A energia nuclear é livre de carbono, o que a torna uma alternativa atraente e prática aos combustíveis fósseis. Também temos a infraestrutura para ela já instalada. São os resíduos nucleares que tornam a fissão ruim para o meio ambiente. E dura tanto tempo, alguns isótopos por milhares de anos. O combustível nuclear é composto de urânio-235, colocados dentro de barras de metal. Após a fissão, restam dois isótopos radioativos: césio-137 e estrôncio-90.

Cada um deles tem meia-vida de 30 anos, o que significa que a radiação terá desaparecido pela metade nesse período. Resíduos transurânicos, como o plutônio-239, também são criados no processo. Isso tem meia-vida de 24.000 anos. Esses materiais são altamente radioativos, tornando-os extremamente perigosos de manusear, mesmo com exposição a curto prazo.

A usina nuclear padrão cria cerca de 2.300 toneladas de resíduos anualmente. Atualmente, 99 reatores estão empregados nos Estados Unidos. Isso é muito desperdício por ano. Atualmente, os EUA estão estocando 75.000 toneladas de resíduos nucleares. É cuidadosamente armazenado e mantido. No entanto, como qualquer outra coisa, é vulnerável a desastres naturais, erros humanos e até terrorismo. O armazenamento também é caro.

Então, o que pode ser feito? Pesquisadores da Universidade de Bristol, no Reino Unido, têm uma solução. O geoquímico Tom Scott e seus colegas inventaram um método para encapsular os resíduos nucleares nos diamantes, os quais, como bateria, podem fornecer um suprimento de energia limpa que dura, em alguns casos, milhares de anos.

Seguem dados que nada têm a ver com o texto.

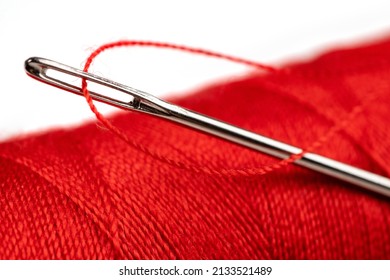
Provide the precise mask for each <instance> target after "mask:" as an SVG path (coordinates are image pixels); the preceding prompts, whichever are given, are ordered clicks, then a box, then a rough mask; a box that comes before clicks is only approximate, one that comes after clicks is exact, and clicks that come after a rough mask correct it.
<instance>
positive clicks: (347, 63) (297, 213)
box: [0, 38, 390, 260]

Como funciona uma usina nuclear?

Scott disse que não havia emissões, peças móveis, manutenção e nenhuma preocupação com segurança. A radiação é bloqueada com segurança dentro da pedra preciosa. Enquanto isso, gera um fluxo pequeno e constante de eletricidade. O níquel-63, um isótopo instável, foi usado neste primeiro experimento. Criou uma bateria com meia-vida de um século.

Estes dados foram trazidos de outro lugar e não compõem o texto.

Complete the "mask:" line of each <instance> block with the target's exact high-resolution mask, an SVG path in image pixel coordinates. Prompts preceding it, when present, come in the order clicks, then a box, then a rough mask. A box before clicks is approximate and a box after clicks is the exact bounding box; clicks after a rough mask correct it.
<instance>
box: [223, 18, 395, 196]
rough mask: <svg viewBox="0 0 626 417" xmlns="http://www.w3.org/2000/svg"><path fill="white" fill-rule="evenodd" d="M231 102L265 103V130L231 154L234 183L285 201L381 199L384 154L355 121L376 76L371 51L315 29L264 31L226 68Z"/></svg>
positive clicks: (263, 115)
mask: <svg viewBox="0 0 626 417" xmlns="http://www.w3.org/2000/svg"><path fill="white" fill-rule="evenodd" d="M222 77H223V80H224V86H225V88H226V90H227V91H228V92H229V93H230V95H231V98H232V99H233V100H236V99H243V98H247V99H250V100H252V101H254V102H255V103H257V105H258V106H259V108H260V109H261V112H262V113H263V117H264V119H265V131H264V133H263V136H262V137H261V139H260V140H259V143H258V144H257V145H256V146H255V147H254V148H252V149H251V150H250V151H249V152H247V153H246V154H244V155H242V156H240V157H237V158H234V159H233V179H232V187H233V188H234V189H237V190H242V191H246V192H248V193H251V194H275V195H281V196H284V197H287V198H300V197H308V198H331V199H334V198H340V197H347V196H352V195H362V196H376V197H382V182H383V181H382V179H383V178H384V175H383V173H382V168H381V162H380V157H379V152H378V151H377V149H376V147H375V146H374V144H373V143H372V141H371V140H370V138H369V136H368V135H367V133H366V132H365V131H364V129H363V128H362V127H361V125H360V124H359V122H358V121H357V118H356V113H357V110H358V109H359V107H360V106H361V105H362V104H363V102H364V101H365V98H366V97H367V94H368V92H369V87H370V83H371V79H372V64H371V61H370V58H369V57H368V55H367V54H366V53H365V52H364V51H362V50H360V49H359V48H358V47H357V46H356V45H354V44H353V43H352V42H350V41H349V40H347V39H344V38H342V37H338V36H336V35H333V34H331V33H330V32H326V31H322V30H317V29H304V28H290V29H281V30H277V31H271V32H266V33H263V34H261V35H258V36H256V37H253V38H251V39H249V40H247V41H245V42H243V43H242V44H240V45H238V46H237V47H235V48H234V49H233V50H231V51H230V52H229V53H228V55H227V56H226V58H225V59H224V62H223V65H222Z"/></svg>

Existem outras substâncias que durariam dez vezes mais, ajudando a reduzir nosso estoque de resíduos nucleares. Reatores nucleares mais antigos, em serviço entre as décadas de 1950 e 1970, usavam blocos de grafite para resfriar as hastes de urânio. Mas, após anos de serviço, esses blocos ficam cobertos por uma camada de carbono-14, um isótopo radioativo com meia-vida de 5.730 anos. Depois que uma usina é desativada, esses blocos também devem ser armazenados.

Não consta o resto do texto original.